The drain contains algae and other microbes that feed on the organic load of the drain which results in the production of hydrogen sulphide, carbon dioxide and methane which are the most potent greenhouse gases. Not only that, but these gases also increase the rate of chemical oxidation of iron and corrosion of copper which further degrade the linings of refrigerators and air conditioners, causing frequent leakage of gases releasing CFCs and aerosols in the air. Also, due to the oxygen-deficient conditions of the drain’s water flowing into the Yamuna, these pollutants are choking the life out of the aquatic ecosystem of the river.
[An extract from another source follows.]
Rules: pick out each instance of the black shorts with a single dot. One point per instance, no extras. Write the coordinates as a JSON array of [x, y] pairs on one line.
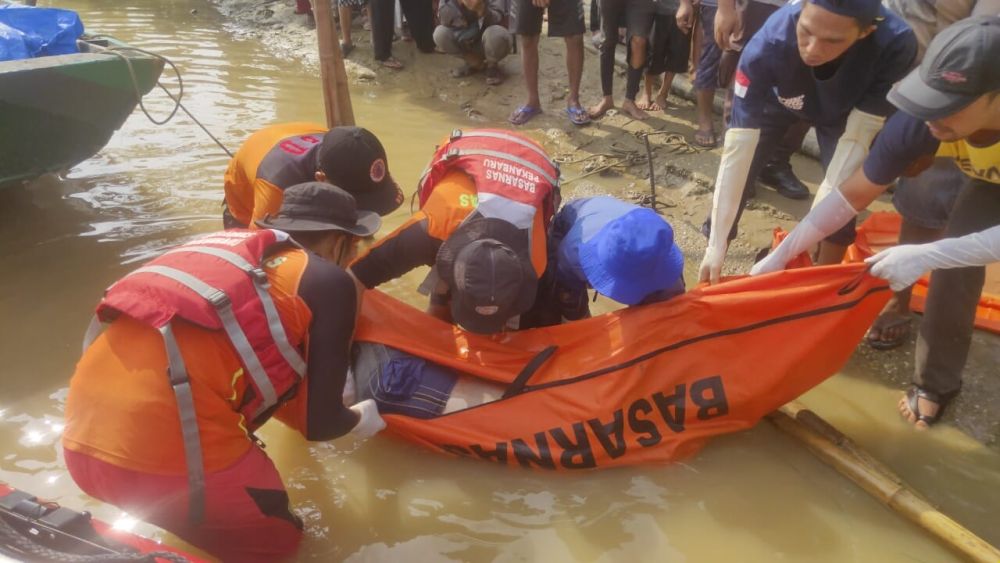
[[637, 15], [565, 18], [670, 48]]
Amidst this, the Delhi Jal Board in 2017 has entered into a 5-year research collaboration with the University of Virginia on the Yamuna River Project “to place riverfront restoration and development at the forefront of national consciousness”. The strategies adopted starts with the cleaning of the Najafgarh drain in Phase I of the project – encompassing purification of the water, sludge removal, solid waste removal and cleaning septage. Also, over 200 drains and water bodies of the city are going to be rejuvenated. The idea behind the project is to bring people closer to the water bodies by making the drain an integral part of Delhi as its asset.
In the face of Delhi’s polluted air and water, the dying lakes and the issue of water scarcity, cleaning, and rejuvenation of the water bodies is of the utmost importance. Reviving water bodies such as lakes and ponds leads to the creation of a water recharge zone that addresses the issue of water scarcity along with providing an aesthetically pleasing environment for the citizens and home for the migratory birds. Hence, the priority for both the government and the citizens in this endeavour should be the cleaning of the Najafgarh drain as almost 60-70 per cent of the pollution in the Yamuna comes from the Najafgarh drain alone and handling that single drain could enliven the river again, stated NITI Aayog Vice Chairman Rajiv Kumar.
Khamya has a masters in Geography from JNU, and is currently interning with Chintan India.